Analgesia and sedation in preterm neonates who require ventilatory support: results from the NOPAIN trial. Neonatal Outcome and Prolonged Analgesia in Neonates
- PMID: 10201714
- DOI: 10.1001/archpedi.153.4.331
Analgesia and sedation in preterm neonates who require ventilatory support: results from the NOPAIN trial. Neonatal Outcome and Prolonged Analgesia in Neonates
Erratum in
- Arch Pediatr Adolesc Med 1999 Aug;153(8):895
Abstract
Background: Preterm neonates are exposed to multiple painful procedures after birth and exhibit acute physiological responses to pain. Occurrence of early intraventricular hemorrhage within 24 to 72 hours after birth suggests a role of pain and stress in the multifactorial causation of severe intraventricular hemorrhage and periventricular leukomalacia. We proposed that such neurologic outcomes in preterm neonates who require ventilatory support may be reduced by morphine analgesia or midazolam sedation compared with a placebo.
Objectives: To define the incidence of clinical outcomes in the target study population, to estimate the effect size and adverse effects associated with analgesia and sedation, and to calculate the sample size for a definitive test of this hypothesis.
Methods: Sixty-seven preterm neonates were randomized in a pilot clinical trial from 9 centers. Neonates of 24 to 32 weeks gestation were eligible if they had been intubated and required ventilatory support for less than 8 hours and if they were enrolled within 72 hours after birth. Exclusion criteria included major congenital anomalies, severe intrapartum asphyxia, and participation in other research studies. Severity of illness was assessed by the Clinical Risk Index for Babies, and neonates were randomized to receive continuous infusions of morphine sulfate, midazolam hydrochloride, or 10% dextrose (placebo). Masked study medications were continued as long as clinically necessary, then weaned and stopped according to predefined criteria. Levels of sedation (COMFORT scores) and responses to pain (Premature Infant Pain Profile scores) were measured before, during, and 12 hours after discontinuation of drug infusion. Cranial ultrasound examinations were performed as part of routine practice, and poor neurologic outcomes were defined as neonatal death, severe intraventricular hemorrhage (grade III or IV), or periventricular leukomalacia.

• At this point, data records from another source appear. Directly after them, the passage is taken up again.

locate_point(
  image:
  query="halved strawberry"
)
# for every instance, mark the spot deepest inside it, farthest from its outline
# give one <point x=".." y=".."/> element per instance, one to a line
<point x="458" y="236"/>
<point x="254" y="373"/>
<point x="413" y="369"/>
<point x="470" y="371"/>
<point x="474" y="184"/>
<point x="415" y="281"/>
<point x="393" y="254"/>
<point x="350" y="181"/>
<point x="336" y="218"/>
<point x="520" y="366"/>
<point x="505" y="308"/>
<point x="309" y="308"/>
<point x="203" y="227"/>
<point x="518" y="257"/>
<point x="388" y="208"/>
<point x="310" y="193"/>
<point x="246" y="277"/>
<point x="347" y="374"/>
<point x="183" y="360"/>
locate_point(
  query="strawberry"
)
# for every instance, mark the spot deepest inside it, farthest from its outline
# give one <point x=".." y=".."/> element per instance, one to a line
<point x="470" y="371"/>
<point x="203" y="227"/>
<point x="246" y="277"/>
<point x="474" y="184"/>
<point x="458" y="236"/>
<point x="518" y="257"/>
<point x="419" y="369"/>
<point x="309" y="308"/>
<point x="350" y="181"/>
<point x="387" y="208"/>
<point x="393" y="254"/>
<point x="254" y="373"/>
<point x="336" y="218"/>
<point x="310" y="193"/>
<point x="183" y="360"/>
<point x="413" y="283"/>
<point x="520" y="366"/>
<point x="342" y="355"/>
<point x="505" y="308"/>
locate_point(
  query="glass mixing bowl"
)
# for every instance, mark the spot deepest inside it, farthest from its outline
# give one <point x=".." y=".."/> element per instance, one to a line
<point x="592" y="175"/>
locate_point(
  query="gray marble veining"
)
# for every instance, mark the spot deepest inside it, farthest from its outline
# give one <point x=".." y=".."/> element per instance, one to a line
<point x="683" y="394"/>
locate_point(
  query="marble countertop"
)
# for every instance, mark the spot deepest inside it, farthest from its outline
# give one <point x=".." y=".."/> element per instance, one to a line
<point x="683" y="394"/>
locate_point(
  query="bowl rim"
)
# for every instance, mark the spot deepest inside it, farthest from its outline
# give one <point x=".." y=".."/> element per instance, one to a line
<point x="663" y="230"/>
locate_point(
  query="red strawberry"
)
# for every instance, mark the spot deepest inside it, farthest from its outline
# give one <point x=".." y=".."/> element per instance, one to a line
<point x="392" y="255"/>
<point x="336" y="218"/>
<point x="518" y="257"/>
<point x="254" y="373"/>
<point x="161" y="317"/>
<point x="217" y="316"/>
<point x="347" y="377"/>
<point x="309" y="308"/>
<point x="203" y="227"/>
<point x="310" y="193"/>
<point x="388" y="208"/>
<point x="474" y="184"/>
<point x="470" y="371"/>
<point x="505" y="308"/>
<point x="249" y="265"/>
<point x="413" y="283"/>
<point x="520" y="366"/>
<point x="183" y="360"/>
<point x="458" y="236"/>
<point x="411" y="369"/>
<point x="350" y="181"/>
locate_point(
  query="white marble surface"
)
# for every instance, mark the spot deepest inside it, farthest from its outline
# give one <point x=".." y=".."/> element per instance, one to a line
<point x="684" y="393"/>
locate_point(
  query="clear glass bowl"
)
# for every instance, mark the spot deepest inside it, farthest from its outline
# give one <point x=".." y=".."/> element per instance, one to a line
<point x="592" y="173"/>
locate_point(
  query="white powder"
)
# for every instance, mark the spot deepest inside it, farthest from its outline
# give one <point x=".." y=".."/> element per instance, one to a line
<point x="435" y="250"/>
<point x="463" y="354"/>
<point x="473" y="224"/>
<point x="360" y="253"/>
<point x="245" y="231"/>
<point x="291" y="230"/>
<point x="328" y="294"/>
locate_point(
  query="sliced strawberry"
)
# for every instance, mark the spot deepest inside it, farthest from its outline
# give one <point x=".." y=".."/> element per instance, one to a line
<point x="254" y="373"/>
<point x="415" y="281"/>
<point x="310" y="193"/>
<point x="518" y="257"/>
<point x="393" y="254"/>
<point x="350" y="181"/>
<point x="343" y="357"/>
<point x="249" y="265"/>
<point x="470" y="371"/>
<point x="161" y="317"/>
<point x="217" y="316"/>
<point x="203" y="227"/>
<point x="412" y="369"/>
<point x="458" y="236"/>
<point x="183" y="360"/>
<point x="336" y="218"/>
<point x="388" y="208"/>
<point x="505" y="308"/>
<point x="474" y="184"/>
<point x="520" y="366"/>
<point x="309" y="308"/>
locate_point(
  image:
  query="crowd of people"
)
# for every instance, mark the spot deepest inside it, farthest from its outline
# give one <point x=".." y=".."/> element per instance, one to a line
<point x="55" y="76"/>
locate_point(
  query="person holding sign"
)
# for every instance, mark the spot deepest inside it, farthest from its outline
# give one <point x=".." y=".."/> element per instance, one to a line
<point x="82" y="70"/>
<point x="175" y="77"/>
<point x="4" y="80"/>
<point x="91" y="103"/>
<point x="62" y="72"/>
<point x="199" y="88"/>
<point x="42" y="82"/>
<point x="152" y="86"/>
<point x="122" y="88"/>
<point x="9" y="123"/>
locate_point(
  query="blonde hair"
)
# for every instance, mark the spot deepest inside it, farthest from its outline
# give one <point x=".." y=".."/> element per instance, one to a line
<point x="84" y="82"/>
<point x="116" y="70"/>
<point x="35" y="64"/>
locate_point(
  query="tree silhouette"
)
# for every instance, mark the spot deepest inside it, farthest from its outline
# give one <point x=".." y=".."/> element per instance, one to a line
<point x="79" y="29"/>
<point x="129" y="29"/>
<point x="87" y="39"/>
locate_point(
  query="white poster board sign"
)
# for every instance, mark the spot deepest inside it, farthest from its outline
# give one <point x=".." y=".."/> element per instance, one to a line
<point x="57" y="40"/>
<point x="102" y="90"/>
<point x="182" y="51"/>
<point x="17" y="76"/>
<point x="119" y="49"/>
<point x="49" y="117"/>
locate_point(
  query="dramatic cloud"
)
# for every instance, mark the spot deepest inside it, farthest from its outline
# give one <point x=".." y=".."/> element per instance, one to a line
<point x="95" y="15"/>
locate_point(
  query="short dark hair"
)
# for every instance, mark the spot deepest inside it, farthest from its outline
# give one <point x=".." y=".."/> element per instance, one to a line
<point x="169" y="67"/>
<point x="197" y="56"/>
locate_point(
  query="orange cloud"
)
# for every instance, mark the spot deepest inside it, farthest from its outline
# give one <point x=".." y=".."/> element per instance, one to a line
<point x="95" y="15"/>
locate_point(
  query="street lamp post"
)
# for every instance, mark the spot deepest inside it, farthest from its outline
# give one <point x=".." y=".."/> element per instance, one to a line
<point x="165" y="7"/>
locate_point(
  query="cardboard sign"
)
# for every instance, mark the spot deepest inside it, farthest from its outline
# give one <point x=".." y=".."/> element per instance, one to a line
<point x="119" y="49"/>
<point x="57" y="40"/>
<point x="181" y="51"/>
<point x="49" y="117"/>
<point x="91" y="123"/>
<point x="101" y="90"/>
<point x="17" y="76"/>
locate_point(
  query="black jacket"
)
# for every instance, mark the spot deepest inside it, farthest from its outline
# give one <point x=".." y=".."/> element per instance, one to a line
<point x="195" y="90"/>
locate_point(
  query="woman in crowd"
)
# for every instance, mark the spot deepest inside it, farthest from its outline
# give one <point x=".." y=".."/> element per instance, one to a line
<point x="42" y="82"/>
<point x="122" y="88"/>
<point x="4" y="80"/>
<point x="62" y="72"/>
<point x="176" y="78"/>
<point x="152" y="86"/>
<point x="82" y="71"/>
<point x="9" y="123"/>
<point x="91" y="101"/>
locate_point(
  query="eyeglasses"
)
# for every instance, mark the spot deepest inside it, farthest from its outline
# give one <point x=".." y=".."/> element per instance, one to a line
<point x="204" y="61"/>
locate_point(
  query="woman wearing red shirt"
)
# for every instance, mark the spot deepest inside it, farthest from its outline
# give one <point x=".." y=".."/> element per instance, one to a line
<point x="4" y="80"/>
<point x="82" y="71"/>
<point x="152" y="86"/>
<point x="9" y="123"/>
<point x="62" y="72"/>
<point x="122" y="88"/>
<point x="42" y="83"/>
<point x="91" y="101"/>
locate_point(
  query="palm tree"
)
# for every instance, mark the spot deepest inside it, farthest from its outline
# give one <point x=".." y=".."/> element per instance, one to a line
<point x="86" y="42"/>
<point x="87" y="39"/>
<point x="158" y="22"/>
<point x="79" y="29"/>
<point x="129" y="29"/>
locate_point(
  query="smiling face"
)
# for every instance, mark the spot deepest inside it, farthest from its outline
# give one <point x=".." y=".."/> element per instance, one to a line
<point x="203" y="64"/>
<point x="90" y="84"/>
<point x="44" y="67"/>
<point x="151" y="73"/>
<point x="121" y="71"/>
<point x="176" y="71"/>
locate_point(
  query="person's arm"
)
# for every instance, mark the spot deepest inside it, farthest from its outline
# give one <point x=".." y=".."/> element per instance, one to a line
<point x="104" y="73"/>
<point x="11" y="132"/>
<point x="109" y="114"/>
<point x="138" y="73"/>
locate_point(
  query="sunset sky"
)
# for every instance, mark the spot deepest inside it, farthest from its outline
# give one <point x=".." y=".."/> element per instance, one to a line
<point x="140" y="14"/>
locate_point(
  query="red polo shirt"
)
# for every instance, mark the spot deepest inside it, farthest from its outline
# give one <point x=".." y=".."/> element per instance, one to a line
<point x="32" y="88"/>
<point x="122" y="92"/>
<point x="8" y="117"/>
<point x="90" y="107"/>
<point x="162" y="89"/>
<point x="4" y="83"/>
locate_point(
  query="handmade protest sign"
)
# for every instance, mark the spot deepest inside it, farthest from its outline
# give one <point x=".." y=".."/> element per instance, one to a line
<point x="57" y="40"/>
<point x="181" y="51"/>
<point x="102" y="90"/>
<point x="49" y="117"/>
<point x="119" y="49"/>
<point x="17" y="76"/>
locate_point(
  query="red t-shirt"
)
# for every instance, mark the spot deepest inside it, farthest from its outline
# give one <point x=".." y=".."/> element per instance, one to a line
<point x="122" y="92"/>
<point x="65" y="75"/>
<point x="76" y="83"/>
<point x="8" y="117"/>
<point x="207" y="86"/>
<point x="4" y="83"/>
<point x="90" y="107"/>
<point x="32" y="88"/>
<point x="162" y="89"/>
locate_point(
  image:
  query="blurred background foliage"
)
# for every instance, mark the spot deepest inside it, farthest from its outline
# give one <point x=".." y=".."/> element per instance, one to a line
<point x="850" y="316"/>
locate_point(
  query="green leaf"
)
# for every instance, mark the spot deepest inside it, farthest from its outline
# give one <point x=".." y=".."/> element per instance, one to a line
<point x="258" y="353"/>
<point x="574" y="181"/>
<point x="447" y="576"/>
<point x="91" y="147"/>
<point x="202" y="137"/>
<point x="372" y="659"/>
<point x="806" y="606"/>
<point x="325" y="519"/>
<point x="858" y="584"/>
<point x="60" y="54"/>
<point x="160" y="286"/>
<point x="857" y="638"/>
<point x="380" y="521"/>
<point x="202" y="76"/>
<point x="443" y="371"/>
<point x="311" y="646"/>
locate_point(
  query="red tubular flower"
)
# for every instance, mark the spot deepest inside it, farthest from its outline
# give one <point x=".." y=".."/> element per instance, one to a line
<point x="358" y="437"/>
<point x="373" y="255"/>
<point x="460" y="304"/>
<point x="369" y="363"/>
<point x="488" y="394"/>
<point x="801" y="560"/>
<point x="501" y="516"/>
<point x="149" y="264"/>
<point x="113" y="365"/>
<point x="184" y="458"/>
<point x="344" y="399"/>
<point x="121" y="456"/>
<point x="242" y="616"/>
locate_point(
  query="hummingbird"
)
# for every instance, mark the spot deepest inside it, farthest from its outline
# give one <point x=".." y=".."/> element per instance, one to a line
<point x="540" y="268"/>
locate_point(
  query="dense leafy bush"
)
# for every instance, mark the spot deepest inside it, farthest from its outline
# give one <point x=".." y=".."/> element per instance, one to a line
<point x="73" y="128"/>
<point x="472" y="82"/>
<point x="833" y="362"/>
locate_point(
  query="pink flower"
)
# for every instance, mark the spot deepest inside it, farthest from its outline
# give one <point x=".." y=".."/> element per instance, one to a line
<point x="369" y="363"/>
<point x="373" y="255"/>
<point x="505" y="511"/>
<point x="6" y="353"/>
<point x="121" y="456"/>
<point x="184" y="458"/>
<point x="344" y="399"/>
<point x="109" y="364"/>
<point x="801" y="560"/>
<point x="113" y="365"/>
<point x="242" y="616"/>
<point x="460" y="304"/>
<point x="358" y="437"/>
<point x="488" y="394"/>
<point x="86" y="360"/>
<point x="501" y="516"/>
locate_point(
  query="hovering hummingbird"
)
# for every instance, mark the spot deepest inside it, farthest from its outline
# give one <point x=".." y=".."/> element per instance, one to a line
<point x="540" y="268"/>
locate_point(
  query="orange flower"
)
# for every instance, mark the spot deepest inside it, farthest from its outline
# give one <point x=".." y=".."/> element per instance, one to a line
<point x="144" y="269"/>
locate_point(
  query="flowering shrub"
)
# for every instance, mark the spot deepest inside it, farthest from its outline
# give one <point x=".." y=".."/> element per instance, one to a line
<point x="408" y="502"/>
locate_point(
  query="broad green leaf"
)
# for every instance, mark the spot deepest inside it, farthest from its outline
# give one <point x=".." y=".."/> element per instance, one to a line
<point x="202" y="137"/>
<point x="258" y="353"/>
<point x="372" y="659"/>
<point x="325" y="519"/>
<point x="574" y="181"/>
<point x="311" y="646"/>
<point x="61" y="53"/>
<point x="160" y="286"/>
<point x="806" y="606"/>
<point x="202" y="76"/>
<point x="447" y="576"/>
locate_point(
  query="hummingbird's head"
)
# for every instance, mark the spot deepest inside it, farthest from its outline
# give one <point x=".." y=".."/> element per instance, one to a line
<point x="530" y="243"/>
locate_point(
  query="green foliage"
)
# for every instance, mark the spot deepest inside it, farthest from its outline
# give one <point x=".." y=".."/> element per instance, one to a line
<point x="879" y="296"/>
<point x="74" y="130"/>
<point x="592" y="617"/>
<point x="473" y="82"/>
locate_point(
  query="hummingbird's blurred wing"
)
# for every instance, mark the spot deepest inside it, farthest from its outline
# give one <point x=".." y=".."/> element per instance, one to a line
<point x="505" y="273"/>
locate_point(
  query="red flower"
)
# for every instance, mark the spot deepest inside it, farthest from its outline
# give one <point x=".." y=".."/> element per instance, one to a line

Results: No significant differences occurred in the demographic, clinical, and socioeconomic variables related to mothers and neonates in the 3 groups or in the severity of illness at birth as measured by Clinical Risk Index for Babies scores. Two neonates in the placebo group and 1 neonate in the midazolam group died; no deaths occurred in the morphine group. Poor neurologic outcomes occurred in 24% of neonates in the placebo group, 32% in the midazolam group, and 4% in the morphine group (likelihood ratio chi2 = 7.04, P = .03). Secondary clinical outcomes and neurobehavioral outcomes at 36 weeks' postconceptional age were similar in the 3 groups. Responses elicited by endotracheal tube suction (Premature Infant Pain Profile scores) were significantly reduced during the morphine (P<.001) and midazolam (P = .002) infusions compared with the placebo group.
Conclusions: This pilot trial suggests that preemptive analgesia given by continuous low-dose morphine infusion may reduce the incidence of poor neurologic outcomes in preterm neonates who require ventilatory support. Limitations in the sample size of this pilot study suggest that these results should be confirmed in a large multicenter randomized trial.